While the list of pressing issues that await Ms. Jean is a long one, there are three matters in particular that will require her early and focused attention.

The first is the promotion of good governance and the protection of human rights among IOF member states. Here, Ms. Jean's deep commitment is beyond dispute. And her talent for persuasion and her reputation for persistence will be essential to progress. As governor-general and as UNESCO's special representative for Haiti, she has demonstrated both. Especially in her role in Haiti, she brought disparate interests to the table and forged common ground where others thought it impossible. She will now face her sternest test, but will no doubt bring to the task her characteristic energy and creativeness.

The second challenge involves economic development. The IOF can and should become a more effective instrument for growth among its members, particularly those in Africa. During her campaign for the office, Ms. Jean spoke often about ways in which the IOF can help put in place the building blocks: greater access to education; the improvement of infrastructure; and the opening of new and freer markets. The IOF can be a constructive influence towards the achievement of these crucial objectives.

Finally, there is the plight of women. The widespread and systemic exclusion of women from positions of authority and the appalling incidence of violence and abuse constitute a shameful record that must be reversed. Her very election is an encouraging if symbolic message that the IOF is prepared to address these conditions. This challenge is of course related to the two others: how can stable and prosperous societies be built upon practices that devalue and exclude one half of the population? Ms. Jean has a remarkable opportunity to lead a break with the past and to preside over a new beginning.

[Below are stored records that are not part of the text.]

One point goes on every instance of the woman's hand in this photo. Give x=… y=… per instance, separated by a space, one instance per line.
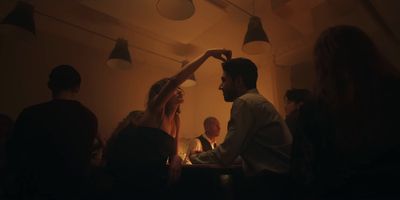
x=219 y=53
x=175 y=167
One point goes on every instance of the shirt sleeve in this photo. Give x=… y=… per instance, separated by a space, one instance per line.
x=239 y=126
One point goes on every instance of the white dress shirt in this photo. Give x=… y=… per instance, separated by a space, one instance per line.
x=256 y=133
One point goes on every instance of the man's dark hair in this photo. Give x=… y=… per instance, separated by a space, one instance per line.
x=62 y=78
x=297 y=95
x=242 y=67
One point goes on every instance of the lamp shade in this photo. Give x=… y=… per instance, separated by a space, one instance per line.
x=120 y=57
x=255 y=40
x=191 y=81
x=175 y=9
x=21 y=16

There was, among delegates to the IOF Congress in Senegal this past weekend, a palpable sense of excitement and optimism. Much of that new spirit derived from the sense that the choice of Ms. Jean as its new leader represents a major stride forward for an organization too often known for its caution and low expectations. It is for Ms. Jean a source of both strength and peril that those expectations have now been raised. As Canadians, and as members of the IOF, we unite in celebrating Ms. Jean's achievement and in wishing her well in the difficult and important task to which she now turns.